Returns the compression ratio for given settings.

Decompresses embeddings from compressed representation.

Loads compression codebook from disk.

Saves compression codebook to disk.

Trains a compression codebook from a collection of embeddings.

Types

compressed_embedding()

@type compressed_embedding() :: %{
  centroid_ids: Nx.Tensor.t(),
  residuals: Nx.Tensor.t()
}

t()

@type t() :: %Stephen.Compression{
  centroids: Nx.Tensor.t(),
  embedding_dim: pos_integer(),
  num_centroids: pos_integer(),
  residual_bits: pos_integer()
}

Functions

approximate_similarity(compression, query_embeddings, compressed_doc)

@spec approximate_similarity(t(), Nx.Tensor.t(), compressed_embedding()) ::
  Nx.Tensor.t()

Computes approximate similarity using compressed representations.

Uses centroid lookup + residual correction for efficient scoring.

compress(compression, embeddings)

@spec compress(t(), Nx.Tensor.t()) :: compressed_embedding()

Compresses embeddings using the trained codebook.

Arguments

  • compression - Trained compression codebook
  • embeddings - Tensor of shape {n, dim} to compress

Returns

Compressed embedding struct with centroid IDs and quantized residuals.

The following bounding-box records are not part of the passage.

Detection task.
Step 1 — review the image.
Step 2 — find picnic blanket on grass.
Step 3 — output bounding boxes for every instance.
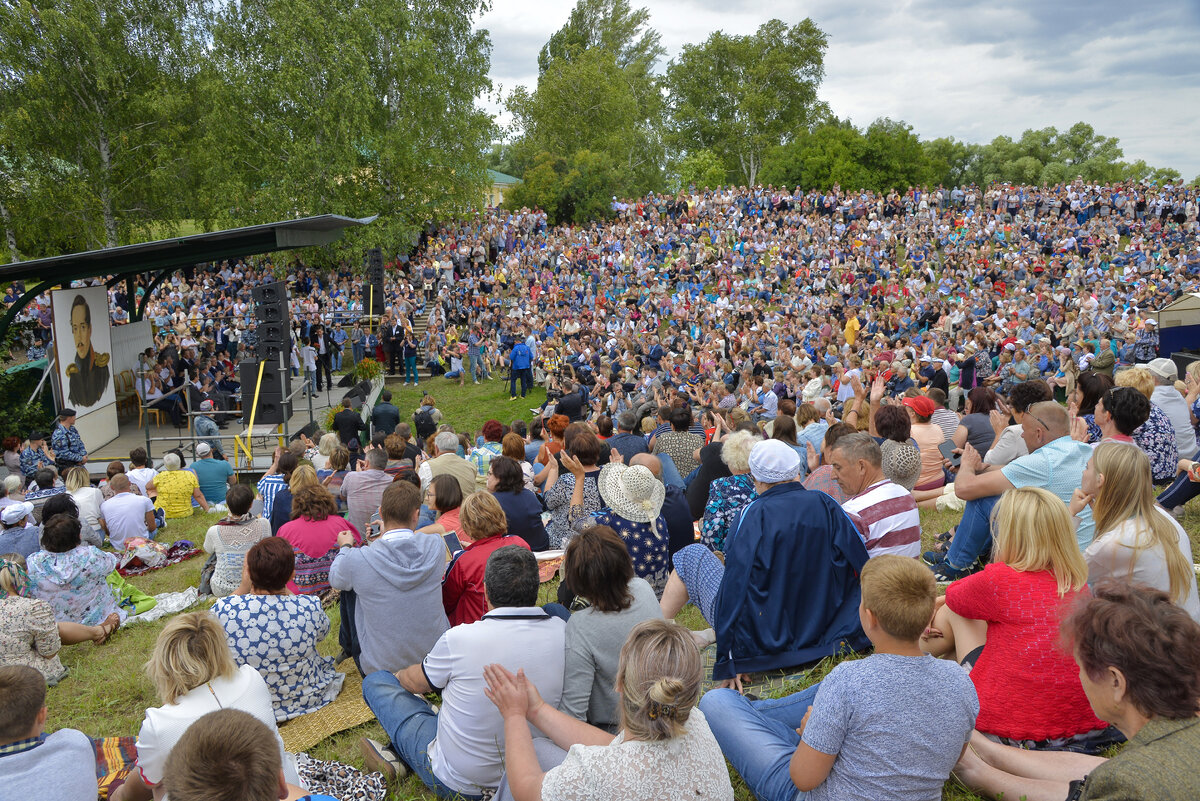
[280,661,374,753]
[116,540,200,576]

compression_ratio(embedding_dim, residual_bits)

@spec compression_ratio(pos_integer(), pos_integer()) :: float()

Returns the compression ratio for given settings.

Examples

iex> Stephen.Compression.compression_ratio(128, 8)
3.94
iex> Stephen.Compression.compression_ratio(128, 1)
28.44

decompress(compression, compressed)

@spec decompress(t(), compressed_embedding()) :: Nx.Tensor.t()

Decompresses embeddings from compressed representation.

Arguments

  • compression - Trained compression codebook
  • compressed - Compressed embedding struct

Returns

Reconstructed embeddings tensor of shape {n, dim}.

load(path)

@spec load(Path.t()) :: {:ok, t()} | {:error, term()}

Loads compression codebook from disk.

save(compression, path)

@spec save(t(), Path.t()) :: :ok

Saves compression codebook to disk.

train(embeddings, opts \\ [])

@spec train(
  [Nx.Tensor.t()] | Nx.Tensor.t(),
  keyword()
) :: t()

Trains a compression codebook from a collection of embeddings.

Arguments

  • embeddings - List of embedding tensors or single tensor of shape {n, dim}
  • opts - Options

Options

  • :num_centroids - Number of centroids (default: 2048)
  • :residual_bits - Bits for residual quantization (default: 8)
  • :iterations - K-means iterations (default: 20)

Returns

A trained compression codebook struct.